Is case_when needed in DataFrames.jl?

By: Blog by Bogumił Kamiński

Re-posted from: https://bkamins.github.io/julialang/2020/12/18/casewhen.html

Introduction

Recently I received a very interesting question regarding transforming data
using the DataFrames.jl. One of the users wanted to know if we have
a functionality similar to the case_when function in dplyr. When trying
to answer it I came to the conclusion that we do not need it that we can
reproduce it using the ⋅ ? ⋅ : ⋅ ternary operator.

In this post I will be reproducing selected examples from the documentation of
case_when.

Reproducing dplyr examples

In the examples I will first show R code and then show an Julia code.

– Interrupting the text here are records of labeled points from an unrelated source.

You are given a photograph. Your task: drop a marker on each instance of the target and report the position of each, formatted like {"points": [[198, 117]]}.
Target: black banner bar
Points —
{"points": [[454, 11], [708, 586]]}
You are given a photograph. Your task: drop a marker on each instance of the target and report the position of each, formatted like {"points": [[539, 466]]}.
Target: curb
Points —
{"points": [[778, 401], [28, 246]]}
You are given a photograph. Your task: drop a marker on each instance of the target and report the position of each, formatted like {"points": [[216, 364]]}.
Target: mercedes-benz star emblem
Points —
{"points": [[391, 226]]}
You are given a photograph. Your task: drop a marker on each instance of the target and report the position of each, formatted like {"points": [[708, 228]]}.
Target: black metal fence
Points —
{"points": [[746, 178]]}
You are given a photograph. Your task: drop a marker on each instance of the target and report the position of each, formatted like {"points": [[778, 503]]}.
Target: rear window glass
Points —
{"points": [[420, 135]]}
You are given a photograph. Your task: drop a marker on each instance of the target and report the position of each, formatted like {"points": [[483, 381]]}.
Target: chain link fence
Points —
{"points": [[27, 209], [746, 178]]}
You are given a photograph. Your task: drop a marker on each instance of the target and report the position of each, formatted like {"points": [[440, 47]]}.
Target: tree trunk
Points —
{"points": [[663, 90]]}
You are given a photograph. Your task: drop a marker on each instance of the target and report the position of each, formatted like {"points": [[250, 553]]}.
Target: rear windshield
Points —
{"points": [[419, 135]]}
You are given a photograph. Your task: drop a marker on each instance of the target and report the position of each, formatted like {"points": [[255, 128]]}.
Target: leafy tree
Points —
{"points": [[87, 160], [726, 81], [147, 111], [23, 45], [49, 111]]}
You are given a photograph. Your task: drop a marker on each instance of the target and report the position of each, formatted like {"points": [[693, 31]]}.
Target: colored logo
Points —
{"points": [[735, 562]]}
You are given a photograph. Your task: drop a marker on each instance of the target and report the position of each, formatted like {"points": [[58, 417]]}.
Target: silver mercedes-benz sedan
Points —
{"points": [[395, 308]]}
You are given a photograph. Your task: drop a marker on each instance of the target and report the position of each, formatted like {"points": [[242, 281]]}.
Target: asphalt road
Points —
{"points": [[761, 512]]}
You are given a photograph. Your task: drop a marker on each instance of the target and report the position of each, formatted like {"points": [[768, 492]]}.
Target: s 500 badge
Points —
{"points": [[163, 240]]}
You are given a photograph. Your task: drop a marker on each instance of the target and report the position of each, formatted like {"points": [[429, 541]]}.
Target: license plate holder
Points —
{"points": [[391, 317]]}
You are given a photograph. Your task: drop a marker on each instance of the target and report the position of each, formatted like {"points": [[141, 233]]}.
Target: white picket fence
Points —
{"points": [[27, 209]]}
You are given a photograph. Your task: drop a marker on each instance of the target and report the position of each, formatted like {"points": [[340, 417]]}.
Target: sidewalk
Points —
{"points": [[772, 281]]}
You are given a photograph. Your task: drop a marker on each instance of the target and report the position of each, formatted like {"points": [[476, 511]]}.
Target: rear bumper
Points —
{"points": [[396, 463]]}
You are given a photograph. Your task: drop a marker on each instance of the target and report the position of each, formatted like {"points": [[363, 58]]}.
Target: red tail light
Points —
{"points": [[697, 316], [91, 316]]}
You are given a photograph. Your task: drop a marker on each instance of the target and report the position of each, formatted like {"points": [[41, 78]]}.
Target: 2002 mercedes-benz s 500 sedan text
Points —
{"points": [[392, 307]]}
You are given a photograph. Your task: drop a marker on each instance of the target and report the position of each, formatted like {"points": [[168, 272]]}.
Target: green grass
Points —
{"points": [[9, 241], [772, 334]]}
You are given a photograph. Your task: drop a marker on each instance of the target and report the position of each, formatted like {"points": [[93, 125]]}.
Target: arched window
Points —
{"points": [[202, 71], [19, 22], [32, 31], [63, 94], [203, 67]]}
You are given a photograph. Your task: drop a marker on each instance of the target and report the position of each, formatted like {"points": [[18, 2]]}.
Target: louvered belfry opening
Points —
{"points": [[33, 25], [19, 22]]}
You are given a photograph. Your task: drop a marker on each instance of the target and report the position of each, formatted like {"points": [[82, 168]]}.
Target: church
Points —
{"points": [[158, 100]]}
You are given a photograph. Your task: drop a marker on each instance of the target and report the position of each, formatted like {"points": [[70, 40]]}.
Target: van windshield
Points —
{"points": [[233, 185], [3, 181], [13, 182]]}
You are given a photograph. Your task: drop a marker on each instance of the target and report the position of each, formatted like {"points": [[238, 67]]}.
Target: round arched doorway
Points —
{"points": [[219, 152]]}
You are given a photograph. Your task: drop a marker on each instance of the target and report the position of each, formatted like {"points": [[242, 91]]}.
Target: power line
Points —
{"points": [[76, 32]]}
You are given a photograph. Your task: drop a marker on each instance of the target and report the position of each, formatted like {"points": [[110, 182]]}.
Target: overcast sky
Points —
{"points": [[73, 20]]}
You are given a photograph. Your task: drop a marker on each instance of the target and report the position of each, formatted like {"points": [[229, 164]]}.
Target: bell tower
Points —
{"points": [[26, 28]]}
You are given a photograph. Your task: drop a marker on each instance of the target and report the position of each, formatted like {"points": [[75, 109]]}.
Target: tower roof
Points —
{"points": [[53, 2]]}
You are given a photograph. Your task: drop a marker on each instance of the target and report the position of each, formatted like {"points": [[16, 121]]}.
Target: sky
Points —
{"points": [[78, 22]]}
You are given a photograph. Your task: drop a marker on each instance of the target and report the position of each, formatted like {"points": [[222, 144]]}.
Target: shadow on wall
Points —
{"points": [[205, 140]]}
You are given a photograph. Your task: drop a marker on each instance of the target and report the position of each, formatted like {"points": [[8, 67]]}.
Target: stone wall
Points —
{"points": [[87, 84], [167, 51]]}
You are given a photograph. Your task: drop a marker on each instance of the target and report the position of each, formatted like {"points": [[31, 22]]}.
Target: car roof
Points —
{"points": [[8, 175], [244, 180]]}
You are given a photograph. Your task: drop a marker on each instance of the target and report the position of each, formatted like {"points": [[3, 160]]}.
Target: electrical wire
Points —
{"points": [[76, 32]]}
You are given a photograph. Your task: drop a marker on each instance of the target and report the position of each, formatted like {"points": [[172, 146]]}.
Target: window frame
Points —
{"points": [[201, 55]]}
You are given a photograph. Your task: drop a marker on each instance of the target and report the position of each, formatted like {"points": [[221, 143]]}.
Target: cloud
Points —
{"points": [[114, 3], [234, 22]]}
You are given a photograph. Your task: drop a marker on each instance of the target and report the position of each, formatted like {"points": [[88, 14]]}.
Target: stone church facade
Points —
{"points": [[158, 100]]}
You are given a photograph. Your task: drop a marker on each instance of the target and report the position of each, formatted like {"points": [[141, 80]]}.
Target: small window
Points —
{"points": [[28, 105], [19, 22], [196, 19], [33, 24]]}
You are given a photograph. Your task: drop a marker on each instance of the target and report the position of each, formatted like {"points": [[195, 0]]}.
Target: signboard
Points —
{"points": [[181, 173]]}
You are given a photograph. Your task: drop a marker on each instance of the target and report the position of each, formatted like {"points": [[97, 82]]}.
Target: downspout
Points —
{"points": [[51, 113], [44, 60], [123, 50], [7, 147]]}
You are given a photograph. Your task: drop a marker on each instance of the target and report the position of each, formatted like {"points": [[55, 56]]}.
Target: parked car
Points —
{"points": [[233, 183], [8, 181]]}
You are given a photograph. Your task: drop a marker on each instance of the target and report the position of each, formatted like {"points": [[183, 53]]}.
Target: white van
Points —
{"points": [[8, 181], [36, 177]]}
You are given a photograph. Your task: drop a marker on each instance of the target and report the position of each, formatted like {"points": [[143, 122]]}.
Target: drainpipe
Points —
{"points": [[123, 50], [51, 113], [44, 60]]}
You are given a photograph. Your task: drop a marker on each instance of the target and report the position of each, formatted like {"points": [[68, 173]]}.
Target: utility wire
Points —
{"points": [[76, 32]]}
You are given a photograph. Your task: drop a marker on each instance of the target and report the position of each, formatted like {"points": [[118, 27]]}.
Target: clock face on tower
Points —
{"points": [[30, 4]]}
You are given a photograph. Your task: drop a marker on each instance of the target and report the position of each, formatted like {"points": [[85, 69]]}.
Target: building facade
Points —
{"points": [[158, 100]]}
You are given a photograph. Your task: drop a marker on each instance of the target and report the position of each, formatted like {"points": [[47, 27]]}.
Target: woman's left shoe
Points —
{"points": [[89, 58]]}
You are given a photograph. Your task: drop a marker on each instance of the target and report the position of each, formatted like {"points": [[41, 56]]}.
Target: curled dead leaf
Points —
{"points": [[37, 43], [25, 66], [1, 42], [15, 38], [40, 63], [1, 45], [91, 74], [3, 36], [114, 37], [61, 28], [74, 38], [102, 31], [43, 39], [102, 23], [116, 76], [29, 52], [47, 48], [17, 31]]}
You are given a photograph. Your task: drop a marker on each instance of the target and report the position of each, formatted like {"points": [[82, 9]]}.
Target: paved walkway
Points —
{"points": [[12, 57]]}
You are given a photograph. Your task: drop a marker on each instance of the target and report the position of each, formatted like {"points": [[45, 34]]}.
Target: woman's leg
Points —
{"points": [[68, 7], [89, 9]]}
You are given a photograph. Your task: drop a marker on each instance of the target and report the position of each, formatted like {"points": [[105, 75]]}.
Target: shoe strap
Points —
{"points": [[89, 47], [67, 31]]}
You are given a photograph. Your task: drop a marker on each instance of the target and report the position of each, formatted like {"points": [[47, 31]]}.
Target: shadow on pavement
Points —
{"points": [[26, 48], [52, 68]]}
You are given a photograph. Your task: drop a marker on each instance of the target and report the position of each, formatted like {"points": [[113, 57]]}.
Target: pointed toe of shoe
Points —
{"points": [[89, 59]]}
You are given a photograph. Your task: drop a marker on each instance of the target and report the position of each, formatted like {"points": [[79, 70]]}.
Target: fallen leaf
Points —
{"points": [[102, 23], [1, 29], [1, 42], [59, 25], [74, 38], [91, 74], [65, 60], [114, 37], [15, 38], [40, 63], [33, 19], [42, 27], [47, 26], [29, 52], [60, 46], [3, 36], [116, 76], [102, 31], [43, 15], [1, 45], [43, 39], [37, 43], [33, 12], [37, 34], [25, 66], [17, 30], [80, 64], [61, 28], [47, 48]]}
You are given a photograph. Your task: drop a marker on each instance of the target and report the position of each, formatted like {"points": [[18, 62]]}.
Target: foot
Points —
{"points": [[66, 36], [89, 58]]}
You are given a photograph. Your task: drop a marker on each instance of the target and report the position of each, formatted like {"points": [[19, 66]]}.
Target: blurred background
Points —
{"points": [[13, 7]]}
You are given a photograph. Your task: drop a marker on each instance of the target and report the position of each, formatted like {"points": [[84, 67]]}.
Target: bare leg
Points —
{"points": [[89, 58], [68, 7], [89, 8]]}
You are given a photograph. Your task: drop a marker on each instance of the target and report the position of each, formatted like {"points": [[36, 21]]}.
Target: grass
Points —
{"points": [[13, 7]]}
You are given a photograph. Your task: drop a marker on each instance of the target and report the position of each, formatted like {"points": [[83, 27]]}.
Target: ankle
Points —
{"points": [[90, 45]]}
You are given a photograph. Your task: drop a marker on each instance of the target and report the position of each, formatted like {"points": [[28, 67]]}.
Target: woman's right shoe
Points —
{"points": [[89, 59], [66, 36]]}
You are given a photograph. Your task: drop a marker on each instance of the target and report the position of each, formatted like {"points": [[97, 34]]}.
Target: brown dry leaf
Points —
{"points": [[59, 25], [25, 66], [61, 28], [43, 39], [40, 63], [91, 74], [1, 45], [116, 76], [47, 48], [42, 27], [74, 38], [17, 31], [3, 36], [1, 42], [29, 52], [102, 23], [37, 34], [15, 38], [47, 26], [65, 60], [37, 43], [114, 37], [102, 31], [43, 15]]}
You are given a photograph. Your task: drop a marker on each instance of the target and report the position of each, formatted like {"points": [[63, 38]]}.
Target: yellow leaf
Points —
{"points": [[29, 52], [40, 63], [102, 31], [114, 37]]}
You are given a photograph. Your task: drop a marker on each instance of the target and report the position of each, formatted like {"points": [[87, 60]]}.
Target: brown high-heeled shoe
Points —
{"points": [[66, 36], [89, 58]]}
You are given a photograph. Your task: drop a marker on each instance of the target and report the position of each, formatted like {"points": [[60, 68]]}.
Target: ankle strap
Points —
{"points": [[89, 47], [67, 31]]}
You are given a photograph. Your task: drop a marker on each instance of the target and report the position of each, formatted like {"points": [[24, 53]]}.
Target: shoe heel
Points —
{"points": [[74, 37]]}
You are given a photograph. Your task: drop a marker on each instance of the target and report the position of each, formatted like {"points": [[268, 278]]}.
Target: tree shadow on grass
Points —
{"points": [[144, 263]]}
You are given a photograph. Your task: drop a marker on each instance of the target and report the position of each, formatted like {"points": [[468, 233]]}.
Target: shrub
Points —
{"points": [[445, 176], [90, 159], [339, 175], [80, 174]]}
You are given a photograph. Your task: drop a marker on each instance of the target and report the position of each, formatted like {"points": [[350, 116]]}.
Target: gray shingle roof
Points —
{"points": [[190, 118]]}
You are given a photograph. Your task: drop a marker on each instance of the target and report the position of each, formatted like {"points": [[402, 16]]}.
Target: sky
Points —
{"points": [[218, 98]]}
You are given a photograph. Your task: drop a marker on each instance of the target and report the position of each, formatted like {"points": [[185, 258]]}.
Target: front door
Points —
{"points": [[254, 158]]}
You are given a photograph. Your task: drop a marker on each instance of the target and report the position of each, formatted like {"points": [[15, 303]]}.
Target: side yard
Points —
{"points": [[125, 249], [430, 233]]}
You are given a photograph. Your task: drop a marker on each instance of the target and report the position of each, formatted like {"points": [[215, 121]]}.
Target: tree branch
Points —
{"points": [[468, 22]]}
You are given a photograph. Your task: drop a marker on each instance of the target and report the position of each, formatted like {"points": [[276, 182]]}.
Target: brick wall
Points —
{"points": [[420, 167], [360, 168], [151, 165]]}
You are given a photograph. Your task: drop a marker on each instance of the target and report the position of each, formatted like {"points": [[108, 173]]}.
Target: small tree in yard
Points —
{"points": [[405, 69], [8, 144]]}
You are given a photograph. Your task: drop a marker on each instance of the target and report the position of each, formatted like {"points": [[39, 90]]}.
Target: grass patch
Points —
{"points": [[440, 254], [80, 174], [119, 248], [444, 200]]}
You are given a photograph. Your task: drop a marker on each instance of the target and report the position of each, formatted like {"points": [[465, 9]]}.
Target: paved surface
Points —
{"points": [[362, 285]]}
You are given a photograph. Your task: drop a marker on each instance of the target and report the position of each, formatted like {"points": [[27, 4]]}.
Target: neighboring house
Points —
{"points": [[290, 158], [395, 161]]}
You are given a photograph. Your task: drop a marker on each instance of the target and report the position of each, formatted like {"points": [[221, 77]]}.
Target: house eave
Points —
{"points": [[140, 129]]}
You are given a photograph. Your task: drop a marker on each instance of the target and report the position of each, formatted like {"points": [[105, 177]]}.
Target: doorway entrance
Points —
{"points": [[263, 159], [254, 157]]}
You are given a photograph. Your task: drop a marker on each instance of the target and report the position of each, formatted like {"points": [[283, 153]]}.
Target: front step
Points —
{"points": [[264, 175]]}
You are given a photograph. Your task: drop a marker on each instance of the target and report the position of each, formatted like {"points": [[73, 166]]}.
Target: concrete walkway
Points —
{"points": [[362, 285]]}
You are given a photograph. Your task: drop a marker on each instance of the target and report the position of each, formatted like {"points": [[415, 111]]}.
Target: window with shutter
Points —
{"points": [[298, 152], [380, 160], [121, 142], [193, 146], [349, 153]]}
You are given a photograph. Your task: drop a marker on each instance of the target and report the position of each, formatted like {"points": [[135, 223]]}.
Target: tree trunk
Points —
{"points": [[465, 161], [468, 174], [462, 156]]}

I R examples I assume that dplyr is loaded. The Julia examples were tested under
Julia 1.5.3, DataFrames.jl 0.22.2, DataFramesMeta.jl v0.6.0, HTTP.jl v0.8.19,
JSON3.jl v1.5.1, and Pipe.jl v1.3.0.

Example 1

This is the most basic case_when usage scenario.

R code:

> library(dplyr)
> x <- 1:10
> case_when(
+   x %% 35 == 0 ~ "fizz buzz",
+   x %% 5 == 0 ~ "fizz",
+   x %% 7 == 0 ~ "buzz",
+   TRUE ~ as.character(x)
+ )
 [1] "1"    "2"    "3"    "4"    "fizz" "6"    "buzz" "8"    "9"    "fizz"

Julia code:

julia> x = 1:10
1:10

julia> (x -> x % 6 == 0 ? "fizz buzz" :
             x % 2 == 0 ? "fizz" :
             x % 3 == 0 ? "buzz" :
             string(x)).(x)
10-element Array{String,1}:
 "1"
 "fizz"
 "buzz"
 "fizz"
 "5"
 "fizz buzz"
 "7"
 "fizz"
 "buzz"
 "fizz"

In this basic example note the following things:

  • in the Julia code we do not need to load any package; we are using the
    functionality in built into the language;
  • we create an anonymous function that is then broadcasted over an input vector
    using the . operator;
  • both codes look almost the same, apart from a bit different punctuation.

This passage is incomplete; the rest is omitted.